Short period binaries hosting two compact objects can be used to perform novel tests of General Relativity, precisely constrain the equation of state of objects such as white dwarfs, and study the processes of binary evolution which produce these systems. Many of these binaries are double white dwarf pairs predicted to produce a Type Ia supernova upon merger, a type of explosion which allowed for the measurement of the accelerating expansion of the universe.

Biographical Sketch

Kevin grew up in Heidelberg, Germany, as part of the U.S. community based there.

After interning at the Max Planck Institute for Nuclear Physics in Heidelberg, he was inspired to apply for the Research Science Institute summer program at MIT, where he conducted research with MIT Professor of Physics Hong Liu.

As a result of this experience, Kevin successfully applied to MIT, where as an undergraduate he conducted a wide variety of research projects in many subfields of physics.

Originally hoping to be a theorist, Kevin had a wonderful experience in two semesters of Junior Lab with Professors David Pritchard and Christoph Paus, and he subsequently shifted his career to research which involved making precise measurements of physical observables.
Kevin went on to complete his senior thesis under the guidance of Professor Peter Fisher.

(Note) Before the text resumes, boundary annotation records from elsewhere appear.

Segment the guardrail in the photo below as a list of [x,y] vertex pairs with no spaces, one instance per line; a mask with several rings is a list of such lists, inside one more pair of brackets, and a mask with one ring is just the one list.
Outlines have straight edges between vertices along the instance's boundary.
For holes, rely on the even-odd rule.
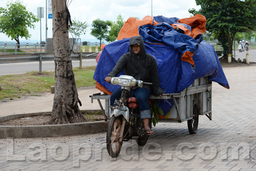
[[[82,69],[82,60],[86,59],[88,57],[96,55],[100,52],[92,53],[90,54],[84,54],[80,53],[77,55],[71,55],[72,60],[79,60],[79,69]],[[2,57],[0,56],[0,63],[14,63],[27,61],[39,61],[39,73],[42,72],[42,63],[43,61],[54,60],[54,56],[53,55],[44,55],[42,54],[38,54],[34,56],[26,56],[26,57]]]
[[[19,46],[19,48],[18,46]],[[14,52],[9,52],[9,50],[14,50]],[[43,50],[43,52],[42,52]],[[0,45],[0,54],[4,54],[5,55],[8,54],[26,54],[26,53],[44,53],[46,50],[45,44],[33,44],[29,45],[28,43],[26,45],[24,44],[7,44]],[[24,52],[18,52],[18,50],[23,51]]]

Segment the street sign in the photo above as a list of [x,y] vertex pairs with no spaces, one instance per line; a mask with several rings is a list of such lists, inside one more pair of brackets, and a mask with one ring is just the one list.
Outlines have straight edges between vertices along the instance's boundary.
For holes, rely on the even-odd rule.
[[48,1],[48,18],[52,19],[52,1]]
[[37,18],[44,18],[44,7],[37,7]]

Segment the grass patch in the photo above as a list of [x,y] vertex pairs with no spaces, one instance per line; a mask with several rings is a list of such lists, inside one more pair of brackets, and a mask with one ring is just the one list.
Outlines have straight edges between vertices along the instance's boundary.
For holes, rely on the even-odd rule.
[[[95,86],[93,77],[96,66],[73,68],[77,88]],[[0,76],[0,100],[35,96],[51,91],[54,86],[54,72],[44,71],[41,74],[33,71],[25,74]]]

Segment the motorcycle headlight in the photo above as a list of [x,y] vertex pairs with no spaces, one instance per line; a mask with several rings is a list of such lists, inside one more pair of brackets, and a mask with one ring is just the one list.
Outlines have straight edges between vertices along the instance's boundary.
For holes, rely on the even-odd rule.
[[131,80],[126,79],[119,79],[118,84],[120,86],[130,86],[131,84]]

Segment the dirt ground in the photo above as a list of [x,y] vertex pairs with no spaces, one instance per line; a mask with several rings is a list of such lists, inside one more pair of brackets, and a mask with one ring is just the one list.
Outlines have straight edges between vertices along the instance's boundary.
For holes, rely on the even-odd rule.
[[[87,122],[104,120],[105,118],[101,112],[95,113],[83,113],[87,118]],[[25,117],[9,120],[0,122],[0,125],[28,126],[44,125],[50,120],[51,115],[39,115],[36,116]]]
[[[250,62],[247,64],[243,62],[238,62],[232,61],[231,63],[220,58],[220,61],[222,63],[222,68],[225,67],[248,67],[250,66],[256,65],[256,62]],[[88,121],[94,121],[103,120],[105,119],[102,113],[94,114],[83,114],[84,116],[87,118]],[[33,117],[26,117],[24,118],[16,118],[10,120],[3,122],[0,122],[0,125],[39,125],[44,124],[46,121],[50,119],[50,115],[41,115]]]

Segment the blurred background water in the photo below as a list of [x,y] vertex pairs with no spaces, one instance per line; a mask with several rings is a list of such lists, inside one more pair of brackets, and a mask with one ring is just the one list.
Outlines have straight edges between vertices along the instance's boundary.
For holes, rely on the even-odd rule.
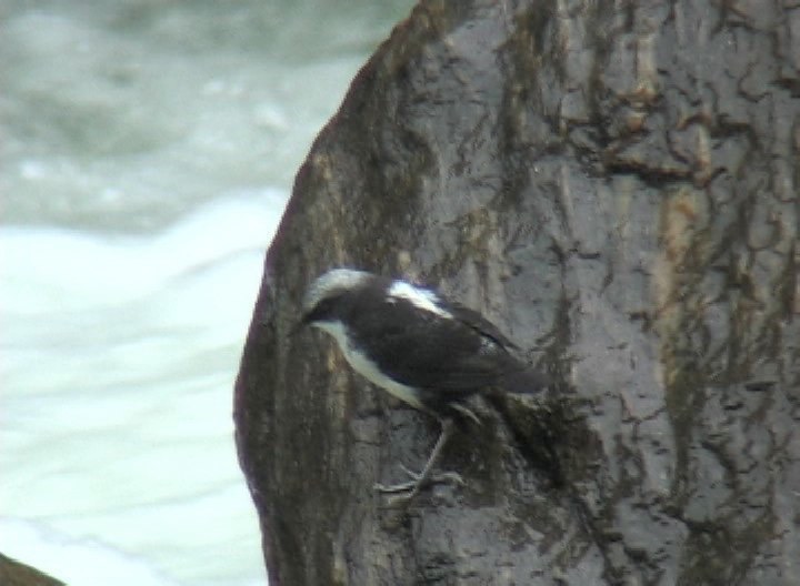
[[231,388],[299,164],[411,0],[0,0],[0,552],[266,584]]

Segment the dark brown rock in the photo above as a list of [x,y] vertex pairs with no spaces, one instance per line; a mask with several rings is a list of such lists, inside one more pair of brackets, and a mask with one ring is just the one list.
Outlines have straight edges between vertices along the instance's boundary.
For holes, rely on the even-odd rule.
[[0,584],[2,586],[64,586],[36,568],[20,564],[0,554]]
[[[298,173],[236,391],[273,586],[800,584],[800,7],[423,1]],[[323,270],[407,274],[556,378],[429,417],[289,337]]]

After this, he migrated to the west coast to attend the California Institute of Technology for his PhD work, where he originally worked in quantum optics but transitioned to astrophysics after thoroughly enjoying his experience in a class he took on stars. Kevin is completing his PhD working with Professor Tom Prince, as well as working closely with Professors Jim Fuller and Shri Kulkarni.

Selected Publications

  • Burdge, K. B., Coughlin, M. W., Fuller, J., et al. 2019, Nature, 571, 528, “General relativistic orbital decay in a seven-minute-orbital-period eclipsing binary system.”
  • Burdge, K. B., Fuller, J., Phinney, E. S. et al. 2019, The Astrophysical Journal Letters., 886, L12, “Orbital Decay in a 20 Minute Orbital Period Detached Binary with a Hydrogen Poor Low Mass White Dwarf.”
  • Burdge, K. B., Prince, T. A., Fuller, J. et al. 2020, The Astrophysical Journal., 905, 32, “A systematic search of Zwicky Transient Facility data for ultracompact binary LISA-detectable gravitational-wave sources.”
  • Burdge, K. B., Coughlin, M. W., Fuller, J., et al. 2020, The Astrophysical Journal Letters., 905, L7, “An 8.8 minute orbital period eclipsing detached double white dwarf binary.”
  • Caiazzo, I., Burdge, K. B., Fuller, J., et al. 2021, Nature, 595, 39, “A highly magnetized and rapidly rotating white dwarf as small as the Moon​.”